Et peut-etre un serpent boa qui digérait un éléphant.

This week I found myself reading Le Petit Prince, the classic novella by French author Antoine de Saint -Exupéry. Like most people I had read it in English translation over the years, perhaps two or three times, and I believe may have even seen the movie of the same name. I had always written it off as cute, sentimental, but forgettable.

Less than ten pages into the book en français I found myself stifling giggles and laughs to the degree that Susan, beside me, asked “What’s so funny?” I quoted back le Petit Prince’s words, but somehow it didn’t translate.
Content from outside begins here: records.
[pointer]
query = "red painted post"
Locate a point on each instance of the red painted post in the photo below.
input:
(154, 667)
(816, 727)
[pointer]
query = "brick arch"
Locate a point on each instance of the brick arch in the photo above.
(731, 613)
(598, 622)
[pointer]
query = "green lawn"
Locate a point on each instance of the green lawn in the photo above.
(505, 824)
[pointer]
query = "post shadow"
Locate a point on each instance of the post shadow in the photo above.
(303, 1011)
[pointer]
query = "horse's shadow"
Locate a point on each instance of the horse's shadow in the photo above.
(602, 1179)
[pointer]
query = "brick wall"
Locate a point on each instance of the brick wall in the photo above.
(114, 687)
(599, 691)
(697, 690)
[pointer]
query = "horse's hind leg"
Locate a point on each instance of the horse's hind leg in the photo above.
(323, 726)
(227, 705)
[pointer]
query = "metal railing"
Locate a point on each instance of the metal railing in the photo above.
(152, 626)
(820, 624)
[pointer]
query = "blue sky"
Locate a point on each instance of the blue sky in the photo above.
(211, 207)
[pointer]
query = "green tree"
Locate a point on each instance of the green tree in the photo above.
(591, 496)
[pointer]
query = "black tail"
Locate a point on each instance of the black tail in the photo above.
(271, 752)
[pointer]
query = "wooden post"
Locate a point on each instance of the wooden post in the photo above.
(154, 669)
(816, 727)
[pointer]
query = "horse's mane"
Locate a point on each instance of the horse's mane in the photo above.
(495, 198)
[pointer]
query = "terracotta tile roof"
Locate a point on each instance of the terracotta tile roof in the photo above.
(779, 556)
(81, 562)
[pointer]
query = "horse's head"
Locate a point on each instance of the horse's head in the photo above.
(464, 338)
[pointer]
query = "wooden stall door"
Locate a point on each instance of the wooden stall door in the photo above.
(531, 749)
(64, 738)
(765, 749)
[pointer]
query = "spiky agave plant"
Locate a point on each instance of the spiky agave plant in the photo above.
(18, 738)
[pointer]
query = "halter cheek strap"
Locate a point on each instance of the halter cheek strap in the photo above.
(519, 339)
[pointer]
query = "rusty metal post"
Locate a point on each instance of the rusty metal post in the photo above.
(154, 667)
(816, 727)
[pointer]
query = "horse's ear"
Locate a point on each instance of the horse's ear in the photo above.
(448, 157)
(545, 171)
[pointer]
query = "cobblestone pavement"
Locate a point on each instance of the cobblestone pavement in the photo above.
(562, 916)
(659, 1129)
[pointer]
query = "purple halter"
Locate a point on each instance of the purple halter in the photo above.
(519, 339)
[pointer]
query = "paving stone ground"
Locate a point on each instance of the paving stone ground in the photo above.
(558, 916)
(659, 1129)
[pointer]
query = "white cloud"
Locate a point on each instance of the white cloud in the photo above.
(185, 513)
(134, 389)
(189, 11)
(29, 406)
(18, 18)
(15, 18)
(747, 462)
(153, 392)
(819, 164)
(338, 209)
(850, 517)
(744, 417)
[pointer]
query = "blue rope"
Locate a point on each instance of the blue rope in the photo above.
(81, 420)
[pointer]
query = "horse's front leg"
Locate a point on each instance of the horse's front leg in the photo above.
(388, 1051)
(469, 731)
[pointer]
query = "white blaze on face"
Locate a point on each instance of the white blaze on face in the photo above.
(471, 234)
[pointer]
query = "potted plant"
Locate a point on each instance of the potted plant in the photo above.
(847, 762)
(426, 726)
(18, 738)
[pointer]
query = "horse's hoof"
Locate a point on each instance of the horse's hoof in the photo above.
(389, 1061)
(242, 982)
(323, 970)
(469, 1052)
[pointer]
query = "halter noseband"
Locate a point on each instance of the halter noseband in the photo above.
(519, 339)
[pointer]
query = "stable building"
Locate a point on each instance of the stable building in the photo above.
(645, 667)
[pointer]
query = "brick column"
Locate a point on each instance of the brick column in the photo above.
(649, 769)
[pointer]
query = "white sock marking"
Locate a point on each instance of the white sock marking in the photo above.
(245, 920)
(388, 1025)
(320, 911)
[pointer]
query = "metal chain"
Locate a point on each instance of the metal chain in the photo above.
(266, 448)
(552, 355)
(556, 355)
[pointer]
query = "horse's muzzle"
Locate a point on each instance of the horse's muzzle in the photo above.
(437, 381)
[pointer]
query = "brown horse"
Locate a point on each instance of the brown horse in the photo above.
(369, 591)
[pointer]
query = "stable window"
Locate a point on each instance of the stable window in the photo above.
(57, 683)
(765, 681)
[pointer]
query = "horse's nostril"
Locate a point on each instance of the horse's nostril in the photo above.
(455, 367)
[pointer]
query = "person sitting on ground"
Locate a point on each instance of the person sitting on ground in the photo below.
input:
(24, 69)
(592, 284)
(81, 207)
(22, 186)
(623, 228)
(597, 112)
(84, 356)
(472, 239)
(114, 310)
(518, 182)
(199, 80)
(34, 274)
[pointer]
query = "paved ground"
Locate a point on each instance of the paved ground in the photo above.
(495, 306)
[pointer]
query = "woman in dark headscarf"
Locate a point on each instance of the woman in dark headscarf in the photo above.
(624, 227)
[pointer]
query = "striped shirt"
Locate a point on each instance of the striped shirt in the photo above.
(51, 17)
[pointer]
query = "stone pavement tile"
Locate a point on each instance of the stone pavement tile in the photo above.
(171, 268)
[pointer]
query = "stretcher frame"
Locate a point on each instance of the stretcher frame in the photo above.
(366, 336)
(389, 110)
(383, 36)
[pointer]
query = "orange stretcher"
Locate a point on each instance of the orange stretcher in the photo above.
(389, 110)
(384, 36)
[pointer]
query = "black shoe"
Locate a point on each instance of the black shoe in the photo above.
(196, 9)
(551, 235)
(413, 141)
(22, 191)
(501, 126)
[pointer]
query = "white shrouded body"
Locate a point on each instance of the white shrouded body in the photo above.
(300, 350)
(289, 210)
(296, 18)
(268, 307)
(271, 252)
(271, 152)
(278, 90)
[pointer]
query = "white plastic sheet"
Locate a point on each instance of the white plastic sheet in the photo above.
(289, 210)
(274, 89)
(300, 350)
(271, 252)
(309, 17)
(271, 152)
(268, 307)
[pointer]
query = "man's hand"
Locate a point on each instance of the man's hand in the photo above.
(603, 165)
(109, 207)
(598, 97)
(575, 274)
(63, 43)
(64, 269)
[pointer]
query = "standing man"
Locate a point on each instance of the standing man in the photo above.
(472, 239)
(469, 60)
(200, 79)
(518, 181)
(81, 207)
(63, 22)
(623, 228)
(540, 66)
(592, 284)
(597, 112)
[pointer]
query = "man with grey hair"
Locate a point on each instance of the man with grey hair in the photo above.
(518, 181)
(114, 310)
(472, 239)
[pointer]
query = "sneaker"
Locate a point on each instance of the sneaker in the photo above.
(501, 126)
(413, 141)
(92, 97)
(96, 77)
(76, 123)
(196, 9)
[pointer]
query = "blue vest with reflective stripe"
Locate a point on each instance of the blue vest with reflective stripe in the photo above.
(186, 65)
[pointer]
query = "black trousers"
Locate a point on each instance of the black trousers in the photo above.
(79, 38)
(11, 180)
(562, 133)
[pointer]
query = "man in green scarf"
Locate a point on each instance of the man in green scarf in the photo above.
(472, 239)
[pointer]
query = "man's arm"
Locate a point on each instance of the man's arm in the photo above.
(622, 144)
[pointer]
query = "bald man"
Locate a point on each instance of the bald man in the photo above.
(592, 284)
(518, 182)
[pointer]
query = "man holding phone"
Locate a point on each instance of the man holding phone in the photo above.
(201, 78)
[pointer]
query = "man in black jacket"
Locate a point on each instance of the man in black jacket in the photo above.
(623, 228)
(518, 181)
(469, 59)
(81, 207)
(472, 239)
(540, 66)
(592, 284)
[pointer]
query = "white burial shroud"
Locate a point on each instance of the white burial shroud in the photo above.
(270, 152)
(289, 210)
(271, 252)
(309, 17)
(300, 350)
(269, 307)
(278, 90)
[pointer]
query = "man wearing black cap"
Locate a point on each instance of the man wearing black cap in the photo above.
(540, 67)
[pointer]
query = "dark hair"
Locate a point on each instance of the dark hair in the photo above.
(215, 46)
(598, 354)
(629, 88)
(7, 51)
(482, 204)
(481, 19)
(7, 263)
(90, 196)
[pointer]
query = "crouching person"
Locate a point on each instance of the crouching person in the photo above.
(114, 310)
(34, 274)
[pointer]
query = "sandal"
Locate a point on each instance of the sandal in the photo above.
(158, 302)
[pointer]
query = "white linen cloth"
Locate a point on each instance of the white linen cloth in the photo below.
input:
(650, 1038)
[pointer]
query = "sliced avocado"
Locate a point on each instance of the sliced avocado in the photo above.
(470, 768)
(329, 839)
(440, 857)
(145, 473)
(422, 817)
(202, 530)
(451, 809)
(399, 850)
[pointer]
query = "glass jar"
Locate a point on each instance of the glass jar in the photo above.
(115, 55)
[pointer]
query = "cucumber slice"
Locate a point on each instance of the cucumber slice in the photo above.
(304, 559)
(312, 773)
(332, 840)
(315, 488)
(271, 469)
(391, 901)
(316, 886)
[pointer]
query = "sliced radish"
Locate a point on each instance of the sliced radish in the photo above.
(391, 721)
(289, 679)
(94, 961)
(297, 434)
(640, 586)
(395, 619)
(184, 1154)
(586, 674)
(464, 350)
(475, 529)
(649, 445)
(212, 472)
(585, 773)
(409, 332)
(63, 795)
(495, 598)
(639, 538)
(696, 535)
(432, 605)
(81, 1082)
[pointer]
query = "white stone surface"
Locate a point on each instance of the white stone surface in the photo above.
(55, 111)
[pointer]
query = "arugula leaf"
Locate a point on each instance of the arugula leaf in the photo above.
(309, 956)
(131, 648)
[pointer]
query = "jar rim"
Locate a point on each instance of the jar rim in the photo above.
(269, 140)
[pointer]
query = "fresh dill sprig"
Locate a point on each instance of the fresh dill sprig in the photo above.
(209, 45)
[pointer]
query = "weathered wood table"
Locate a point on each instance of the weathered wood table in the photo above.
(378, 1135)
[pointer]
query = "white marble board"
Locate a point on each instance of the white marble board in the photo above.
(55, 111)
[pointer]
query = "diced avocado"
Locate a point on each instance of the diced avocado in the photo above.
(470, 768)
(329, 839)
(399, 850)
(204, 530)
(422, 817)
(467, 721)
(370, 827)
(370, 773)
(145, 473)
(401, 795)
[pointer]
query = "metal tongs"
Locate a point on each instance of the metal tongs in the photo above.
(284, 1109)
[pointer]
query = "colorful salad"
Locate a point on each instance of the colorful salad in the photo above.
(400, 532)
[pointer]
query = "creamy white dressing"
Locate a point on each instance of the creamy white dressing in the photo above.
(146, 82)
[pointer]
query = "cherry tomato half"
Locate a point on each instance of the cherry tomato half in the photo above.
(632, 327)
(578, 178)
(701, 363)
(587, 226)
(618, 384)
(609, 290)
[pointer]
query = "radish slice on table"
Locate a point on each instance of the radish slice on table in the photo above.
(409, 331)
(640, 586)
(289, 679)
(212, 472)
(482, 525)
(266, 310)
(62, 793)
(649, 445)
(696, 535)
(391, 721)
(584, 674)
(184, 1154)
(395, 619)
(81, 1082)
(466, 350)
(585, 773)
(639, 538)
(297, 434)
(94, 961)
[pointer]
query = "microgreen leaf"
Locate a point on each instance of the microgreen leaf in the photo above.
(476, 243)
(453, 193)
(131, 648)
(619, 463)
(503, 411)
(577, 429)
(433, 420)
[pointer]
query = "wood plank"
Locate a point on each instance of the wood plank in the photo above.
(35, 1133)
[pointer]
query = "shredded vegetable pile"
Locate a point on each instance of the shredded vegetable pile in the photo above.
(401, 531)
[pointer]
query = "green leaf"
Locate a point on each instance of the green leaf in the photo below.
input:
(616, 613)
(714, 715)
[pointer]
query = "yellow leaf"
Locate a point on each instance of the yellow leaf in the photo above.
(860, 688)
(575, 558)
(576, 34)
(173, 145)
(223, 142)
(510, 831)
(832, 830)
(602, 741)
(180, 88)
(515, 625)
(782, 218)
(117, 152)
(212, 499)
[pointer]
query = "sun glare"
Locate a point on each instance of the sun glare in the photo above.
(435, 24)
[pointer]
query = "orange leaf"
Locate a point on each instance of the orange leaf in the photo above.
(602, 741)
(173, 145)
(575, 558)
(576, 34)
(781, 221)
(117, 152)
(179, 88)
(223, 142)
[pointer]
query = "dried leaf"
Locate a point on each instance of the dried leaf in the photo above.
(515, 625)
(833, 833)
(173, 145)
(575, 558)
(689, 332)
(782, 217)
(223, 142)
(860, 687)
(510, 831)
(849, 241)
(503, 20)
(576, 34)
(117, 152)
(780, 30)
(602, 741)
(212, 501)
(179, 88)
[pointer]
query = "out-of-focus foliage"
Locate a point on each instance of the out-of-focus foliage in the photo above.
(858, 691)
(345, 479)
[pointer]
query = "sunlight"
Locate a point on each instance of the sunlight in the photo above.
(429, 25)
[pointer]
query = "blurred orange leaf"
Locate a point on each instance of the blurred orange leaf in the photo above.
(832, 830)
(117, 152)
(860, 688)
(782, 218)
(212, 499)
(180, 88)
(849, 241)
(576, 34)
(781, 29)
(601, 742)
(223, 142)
It turns out that Le Petit Prince in French is entirely different from that same story en anglais.

Le mouton in question aujourd’hui is the the slow but measurable shift from “anglophone who remembers a handful of french words” to “anglophone but can generally pick my way through news and magazines in French, and occasionally find myself defaulting to that language for no obvious reason.” I’d hardly call myself bilingual, but I’ve reached the point where French feels natural and comfortable, and where I’m understanding things in French, in the flow of the sentences and paragraphs, and not by translating word by word.

The accent marks used in French no longer frighten me.

As I write this France is perhaps the European country most impacted by COVID-19. There were 25,000 new cases yesterday, and significant new lock-downs have been implemented. At the same time knowledgeable people are talking about COVID lasting well into 2021, and hanging around much longer than that. Even though Canada still seems to believe that the virus is “no big deal” we’re asking ourselves when it will actually be safe or even possible to move to France. I’m inclined to believe that it won’t be that long, but still…

In our favour though is the sense, still, that we know exactly what kind of property we will buy, roughly where, and the life that we will lead. The discussions have moved on to projects and careers that will work in the French context, and of course to the question of whether we’re really cut out to run a gîte operation. (I’m also still struggling to figure out how to get an accent circumflex on my Linux keyboard.)

The other thought this week as we watch the horrible news out of Europe is that France has one thing that Canada lacks almost entirely: government that’s prepared to make hard decisions and take unpopular stands on issues. I know that Emmanuel Macron is disliked by many in France - and elsewhere - but I’d feel much safer with him managing COVID response than I do with Justin Trudeau. And I am impressed by his willingness to look Boris Johnson in the eye and say “Brexit is your problem. Don’t expect us to pay the price of your lunacy.”

While Johnson seems prepared to let the entire UK economy go down the drain on December 31st, Macron is quoted in Le Monde as saying “les pêcheurs « ne sauraient être les sacrifiés du Brexit.»

I’m old enough, and long enough in the tooth, to be cynical about politics, and I have no doubt that French politics will annoy me as much as Canada’s, but right now a leader who actually stands for something (without sacrificing things like social programs) is awfully appealing.

Beyond politics though what I sense is that as I learn to speak and read and write French, and as I move my media habits away from North America and towards France, I find that my worldview and sentiments are shifting as well. Somehow I’ve reached a point where I look at things around me and think “This would be different in France, and likely better.”

Ou peut-etre «Ce serait différent en France, et probablement mieux.»